The compilation into one book is a convenience. I attribute both the compilation, and the content, to God's providence, regardless of WHO did it.
Your attempt to attach some significance to WHO did it is understandable. And, I heartily agree with the idea that we SHOULD examine the Scriptures, and the non-Biblical writings, for our selves, to verify the accuracy of each.
So then, each person can have their own Canon based on their own reasoning? Or are you simply stating as a foregone conclusion that we have the "right Bible" in the form of the Protestant Canon simply because, in your belief, that was God's will--and you reach that conclusion based purely on supposition.
I HAVE examined many, not all, of the books of the Apocrypha, and agree they should be excluded for various reasons, mainly, their content contradicts Scripture.
Cart before the horse. If there is a conflict between, say, the Synoptic Gospels and the Gnostic Gospels, and you accept the Synoptic Gospels over the Gnostic Gospels because the Gnostic Gospels disagree with the Synoptics then one could just as easily reject the Synoptics on the same basis in order to accept the Gnostic Gospels; ergo the Gnostic Gospels are Scripture and the Synoptics are to be rejected because their content contradicts Scripture. Thus in my Bible I accept Thomas, Philip, and the Gospel of the Egyptians, but I reject Matthew, Mark, and Luke because they contradict Thomas, Philip, and the Egyptians.
Why is your position superior to my hypothetical position? On what basis are the Synoptics Scripture, but the Gnostic Gospels are not?
I have examined the Book of Mormon, and came to the same conclusion. I have examined the Koran, and came to the same conclusion.
I have examined the Bible, since I was 5, and have proven to myself, for myself, that it is in perfect harmony, from book to book, other than 1 John 5:7 in KJV, some trinitrian bias in translation, (like "Word" with a capital "W" in John 1, and the masculine personal pronoun for "spirit", "comforter", and "logos"), and a few extremely minor translation issues in other texts.
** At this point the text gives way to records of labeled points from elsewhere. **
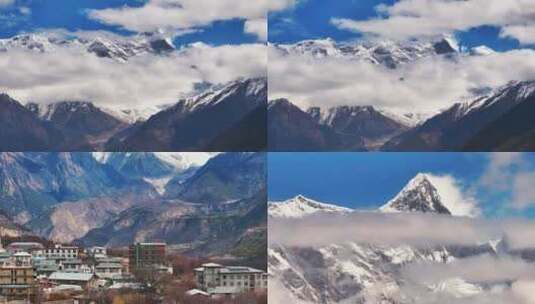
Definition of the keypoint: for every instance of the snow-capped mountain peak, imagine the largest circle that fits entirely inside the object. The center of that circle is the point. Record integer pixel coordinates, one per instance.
(301, 206)
(47, 111)
(419, 195)
(218, 93)
(382, 52)
(106, 46)
(514, 92)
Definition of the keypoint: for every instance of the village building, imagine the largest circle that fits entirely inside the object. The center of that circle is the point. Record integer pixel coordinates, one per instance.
(109, 270)
(217, 279)
(29, 247)
(60, 252)
(44, 267)
(84, 280)
(97, 252)
(17, 282)
(143, 256)
(71, 265)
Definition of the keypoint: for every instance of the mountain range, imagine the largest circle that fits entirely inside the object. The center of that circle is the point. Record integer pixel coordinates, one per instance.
(368, 273)
(115, 199)
(213, 117)
(228, 118)
(490, 120)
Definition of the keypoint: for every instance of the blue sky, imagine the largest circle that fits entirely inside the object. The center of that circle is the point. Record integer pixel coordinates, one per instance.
(310, 19)
(33, 15)
(368, 180)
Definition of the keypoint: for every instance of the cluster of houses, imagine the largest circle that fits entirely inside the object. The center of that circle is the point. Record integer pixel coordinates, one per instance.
(29, 270)
(215, 280)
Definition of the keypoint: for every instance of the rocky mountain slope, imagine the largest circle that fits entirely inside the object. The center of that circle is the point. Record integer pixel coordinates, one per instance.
(355, 128)
(229, 117)
(196, 123)
(485, 123)
(216, 202)
(363, 273)
(495, 119)
(387, 53)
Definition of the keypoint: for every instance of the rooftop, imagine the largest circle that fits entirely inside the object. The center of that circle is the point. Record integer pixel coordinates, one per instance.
(71, 276)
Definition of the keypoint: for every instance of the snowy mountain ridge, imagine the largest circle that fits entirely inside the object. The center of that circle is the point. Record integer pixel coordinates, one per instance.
(119, 49)
(301, 206)
(365, 273)
(388, 53)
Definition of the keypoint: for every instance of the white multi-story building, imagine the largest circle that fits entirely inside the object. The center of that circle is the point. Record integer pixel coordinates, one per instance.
(109, 270)
(97, 252)
(60, 252)
(217, 279)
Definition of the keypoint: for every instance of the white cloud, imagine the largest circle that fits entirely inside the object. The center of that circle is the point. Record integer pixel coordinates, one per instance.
(483, 268)
(426, 85)
(426, 18)
(510, 174)
(458, 201)
(176, 15)
(257, 27)
(523, 290)
(70, 73)
(4, 3)
(498, 173)
(523, 190)
(525, 33)
(414, 229)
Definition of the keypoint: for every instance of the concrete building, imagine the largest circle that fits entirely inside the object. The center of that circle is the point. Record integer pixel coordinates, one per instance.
(146, 255)
(71, 265)
(43, 267)
(217, 279)
(84, 280)
(17, 282)
(29, 247)
(97, 252)
(108, 270)
(60, 252)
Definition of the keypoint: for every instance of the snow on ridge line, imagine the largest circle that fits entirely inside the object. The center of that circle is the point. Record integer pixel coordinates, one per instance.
(301, 206)
(179, 160)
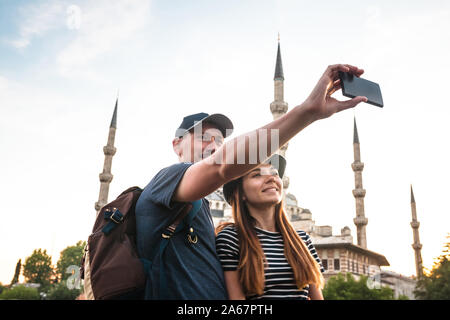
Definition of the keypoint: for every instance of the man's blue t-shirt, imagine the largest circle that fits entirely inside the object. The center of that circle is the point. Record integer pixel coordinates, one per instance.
(193, 271)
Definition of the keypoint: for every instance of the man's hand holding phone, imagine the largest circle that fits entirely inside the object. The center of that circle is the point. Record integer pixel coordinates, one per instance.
(320, 104)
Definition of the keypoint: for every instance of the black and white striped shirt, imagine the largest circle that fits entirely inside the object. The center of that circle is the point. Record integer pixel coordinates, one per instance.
(279, 277)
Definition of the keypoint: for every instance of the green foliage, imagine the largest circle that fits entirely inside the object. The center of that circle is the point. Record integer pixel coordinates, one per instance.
(60, 291)
(345, 287)
(17, 272)
(69, 256)
(21, 293)
(2, 287)
(38, 268)
(436, 285)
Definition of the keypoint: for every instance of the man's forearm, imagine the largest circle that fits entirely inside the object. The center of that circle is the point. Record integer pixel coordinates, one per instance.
(247, 151)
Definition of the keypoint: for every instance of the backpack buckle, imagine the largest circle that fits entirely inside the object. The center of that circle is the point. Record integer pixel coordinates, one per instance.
(116, 216)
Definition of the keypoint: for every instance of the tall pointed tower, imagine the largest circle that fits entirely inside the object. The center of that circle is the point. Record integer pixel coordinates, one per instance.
(416, 245)
(359, 193)
(109, 150)
(278, 107)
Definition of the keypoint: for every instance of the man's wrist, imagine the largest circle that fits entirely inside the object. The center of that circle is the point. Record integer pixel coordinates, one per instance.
(305, 113)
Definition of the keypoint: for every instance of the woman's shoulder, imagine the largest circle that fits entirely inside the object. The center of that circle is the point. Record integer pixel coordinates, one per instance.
(227, 229)
(303, 235)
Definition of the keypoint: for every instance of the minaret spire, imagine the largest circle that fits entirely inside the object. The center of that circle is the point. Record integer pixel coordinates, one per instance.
(416, 245)
(359, 193)
(109, 150)
(279, 107)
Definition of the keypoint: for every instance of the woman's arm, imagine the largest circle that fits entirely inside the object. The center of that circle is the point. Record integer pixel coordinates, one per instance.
(315, 293)
(234, 287)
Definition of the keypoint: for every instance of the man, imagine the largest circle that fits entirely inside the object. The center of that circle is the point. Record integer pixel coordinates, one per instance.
(193, 270)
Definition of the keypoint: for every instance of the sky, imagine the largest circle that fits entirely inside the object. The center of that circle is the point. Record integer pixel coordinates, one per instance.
(63, 63)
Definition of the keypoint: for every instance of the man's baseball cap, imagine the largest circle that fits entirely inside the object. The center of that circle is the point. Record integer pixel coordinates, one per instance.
(276, 160)
(218, 120)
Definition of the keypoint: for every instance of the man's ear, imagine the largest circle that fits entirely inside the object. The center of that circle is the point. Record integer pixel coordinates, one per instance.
(176, 144)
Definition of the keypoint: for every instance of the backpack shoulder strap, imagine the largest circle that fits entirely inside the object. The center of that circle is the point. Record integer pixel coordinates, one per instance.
(185, 217)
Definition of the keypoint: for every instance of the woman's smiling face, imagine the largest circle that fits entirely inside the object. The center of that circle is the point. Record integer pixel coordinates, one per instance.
(263, 186)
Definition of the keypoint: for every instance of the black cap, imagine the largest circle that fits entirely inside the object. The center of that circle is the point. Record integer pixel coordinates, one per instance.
(219, 120)
(276, 160)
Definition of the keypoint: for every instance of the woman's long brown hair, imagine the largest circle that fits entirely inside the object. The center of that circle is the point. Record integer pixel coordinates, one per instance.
(251, 255)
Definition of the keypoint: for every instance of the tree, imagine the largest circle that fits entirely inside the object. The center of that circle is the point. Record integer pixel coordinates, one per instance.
(345, 287)
(38, 268)
(60, 291)
(70, 256)
(435, 285)
(20, 292)
(17, 272)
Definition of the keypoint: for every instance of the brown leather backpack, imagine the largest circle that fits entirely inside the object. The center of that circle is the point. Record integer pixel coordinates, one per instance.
(111, 267)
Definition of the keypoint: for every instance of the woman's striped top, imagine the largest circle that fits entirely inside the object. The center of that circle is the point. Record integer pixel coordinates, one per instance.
(279, 277)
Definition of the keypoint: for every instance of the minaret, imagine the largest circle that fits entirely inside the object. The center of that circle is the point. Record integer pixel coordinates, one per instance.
(109, 150)
(278, 107)
(416, 245)
(359, 193)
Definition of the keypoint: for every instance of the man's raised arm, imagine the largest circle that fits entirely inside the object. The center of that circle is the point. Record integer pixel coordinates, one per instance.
(243, 153)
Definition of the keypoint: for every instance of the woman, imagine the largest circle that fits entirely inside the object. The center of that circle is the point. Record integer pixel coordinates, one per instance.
(261, 253)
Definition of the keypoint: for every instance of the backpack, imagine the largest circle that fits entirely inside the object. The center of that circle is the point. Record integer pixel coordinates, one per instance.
(111, 267)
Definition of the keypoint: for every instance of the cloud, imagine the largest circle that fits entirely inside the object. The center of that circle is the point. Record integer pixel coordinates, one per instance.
(36, 20)
(104, 25)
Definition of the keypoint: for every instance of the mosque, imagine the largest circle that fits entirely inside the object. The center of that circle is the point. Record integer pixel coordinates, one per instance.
(338, 252)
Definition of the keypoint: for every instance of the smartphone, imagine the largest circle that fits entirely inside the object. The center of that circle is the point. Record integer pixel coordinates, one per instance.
(352, 86)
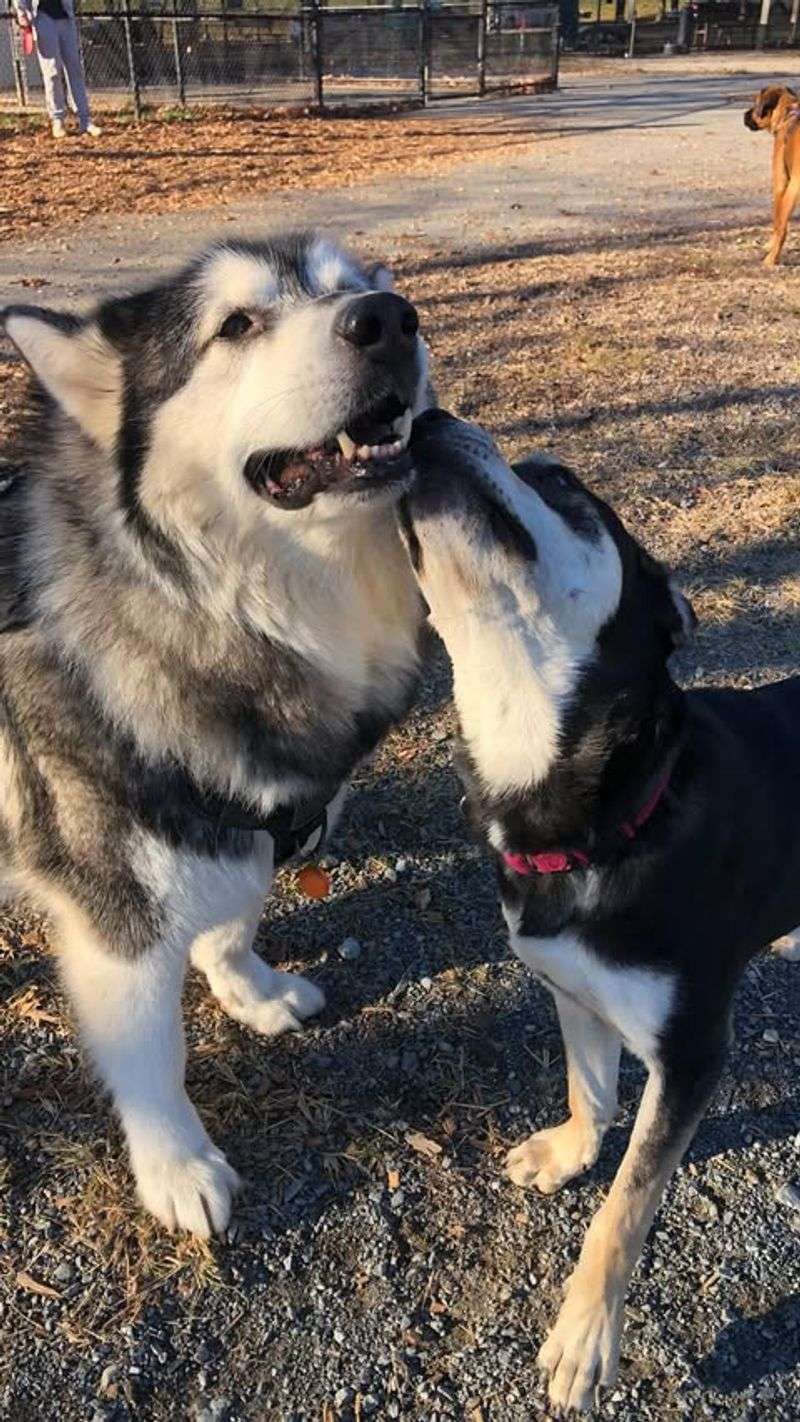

Thus the arbiter of truth is, ultimately, yourself. You determine what is and isn't Scripture. What makes you authoritative here?
Your assertion that I accept the 66 books in the Scriptures merely because of WHO compiled them is an erroneous assumption.
Not my assumption at all. I'm saying that your acceptance of the Protestant Canon is inconsistent with your belief about the history of the Church concerning it being a wholly apostate, fallen institution that radically departed from apostolic and true Christian teaching.
I'm saying you receive an apostate Canon, since the Canon is defined by an apostate (in your view) Church. This is inconsistent and largely boils down to cognitive dissonance on your part.
I accept the Canon of Scripture because of the historic witness of the Church going back to the apostles, and thus have faith that God, working through His holy catholic Church, has kept the Church in true and apostolic faith and that what we have, as the Body of Christ, received down through the centuries as the holy and divinely inspired Scriptures are the holy and divinely inspired Scriptures--by the historic consensus and testimony of the Church down through the last two thousand years.
You don't accept that, and so any theory of biblical authority you arrive at exists for no other reason than by arbitrarily saying so, either by avoiding having to think about the question at all or ultimately by establishing yourself as your own authority thereby, effectively, crowining yourself a kind of super-pope.